Ma soprattutto nel Pd latitano l’idea di crescita economica e una linea di politica industriale. Che fare con l’ex Ilva, con Alitalia, con la stagnazione dell’economia tedesca e i settori manifatturieri italiani che sopravvivono grazie all’export in Germania? Il partito di Zingaretti a Bologna non ha aperto questi dossier. Chissà per quale occasione li conserva tanto gelosamente.

In questo modo manca una strategia per l’oggi all’interno del governo Conte, dove lo schema resta quello del combattimento tra i due galli Di Maio e Renzi mentre i democratici stanno a guardare, prigionieri del loro essere “responsabili”. E siccome il vuoto dev’essere sempre riempito, ecco che qualcun altro detta la linea al partito delle grandi idee ma dei piccoli fatti. Sull’ex Ilva, per esempio, si vede chiaramente chi sta imponendo la strada da seguire: è il M5s vecchio stile che, nella latitanza della politica (e di loro stessi), si butta nelle mani dei giudici.

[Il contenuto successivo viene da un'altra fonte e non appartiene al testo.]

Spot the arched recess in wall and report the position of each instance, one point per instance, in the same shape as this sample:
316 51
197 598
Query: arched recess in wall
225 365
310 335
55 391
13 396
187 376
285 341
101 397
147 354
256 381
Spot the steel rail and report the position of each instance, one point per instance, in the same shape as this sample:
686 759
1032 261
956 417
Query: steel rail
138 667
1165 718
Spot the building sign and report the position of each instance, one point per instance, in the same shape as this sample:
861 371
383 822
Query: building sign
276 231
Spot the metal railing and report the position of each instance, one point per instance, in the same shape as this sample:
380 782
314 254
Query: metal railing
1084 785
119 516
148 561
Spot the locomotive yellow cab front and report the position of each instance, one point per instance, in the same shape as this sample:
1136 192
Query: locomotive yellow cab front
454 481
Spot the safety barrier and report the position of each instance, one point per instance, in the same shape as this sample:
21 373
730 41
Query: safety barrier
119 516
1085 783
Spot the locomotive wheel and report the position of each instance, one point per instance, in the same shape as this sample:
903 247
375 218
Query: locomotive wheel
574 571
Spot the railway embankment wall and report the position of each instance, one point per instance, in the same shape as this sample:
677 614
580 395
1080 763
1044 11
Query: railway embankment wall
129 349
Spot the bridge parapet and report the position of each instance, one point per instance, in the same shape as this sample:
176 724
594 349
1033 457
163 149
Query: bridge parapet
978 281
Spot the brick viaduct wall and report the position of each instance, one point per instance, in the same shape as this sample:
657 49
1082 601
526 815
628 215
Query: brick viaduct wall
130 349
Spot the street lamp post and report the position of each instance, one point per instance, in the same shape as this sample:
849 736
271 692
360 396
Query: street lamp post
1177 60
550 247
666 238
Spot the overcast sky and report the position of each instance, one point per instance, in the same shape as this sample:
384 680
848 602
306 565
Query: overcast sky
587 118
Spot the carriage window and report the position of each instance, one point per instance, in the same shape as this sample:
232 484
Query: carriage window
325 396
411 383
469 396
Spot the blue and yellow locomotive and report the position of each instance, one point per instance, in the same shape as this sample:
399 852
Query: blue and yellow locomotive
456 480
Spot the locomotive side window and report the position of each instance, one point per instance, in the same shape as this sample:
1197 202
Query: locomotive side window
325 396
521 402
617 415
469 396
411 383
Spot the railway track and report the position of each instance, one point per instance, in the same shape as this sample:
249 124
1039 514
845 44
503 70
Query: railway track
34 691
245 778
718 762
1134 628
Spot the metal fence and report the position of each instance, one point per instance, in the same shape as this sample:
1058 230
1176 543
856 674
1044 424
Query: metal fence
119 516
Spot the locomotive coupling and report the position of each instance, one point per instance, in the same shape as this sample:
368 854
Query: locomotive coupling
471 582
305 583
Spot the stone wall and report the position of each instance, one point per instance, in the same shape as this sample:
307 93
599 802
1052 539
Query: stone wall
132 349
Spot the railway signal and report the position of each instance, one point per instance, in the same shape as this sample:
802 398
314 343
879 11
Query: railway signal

La decisione di Conte di percorrere la via giudiziaria è un segnale chiaro. Lui, l’avvocato del popolo, il mediatore che non trascura il minimo appiglio per risolvere le controversie interne, si affida alla magistratura per dirimere il contenzioso con ArcelorMittal sulla gestione dell’acciaieria di Taranto. È sempre stata la strategia di Grillo: spianare la strada alla magistratura, lasciare che siano i giudici, con le loro inchieste, a disegnare il presente della politica e il futuro del Paese. In mancanza della politica industriale, ecco il governo che fa ricorso in tribunale, ed ecco i pm che aprono fascicoli sul passo indietro della multinazionale dell’acciaio. Giudice, mio giudice, pensaci tu. Tutta un’altra storia rispetto alle ambizioni del Pd di Zingaretti.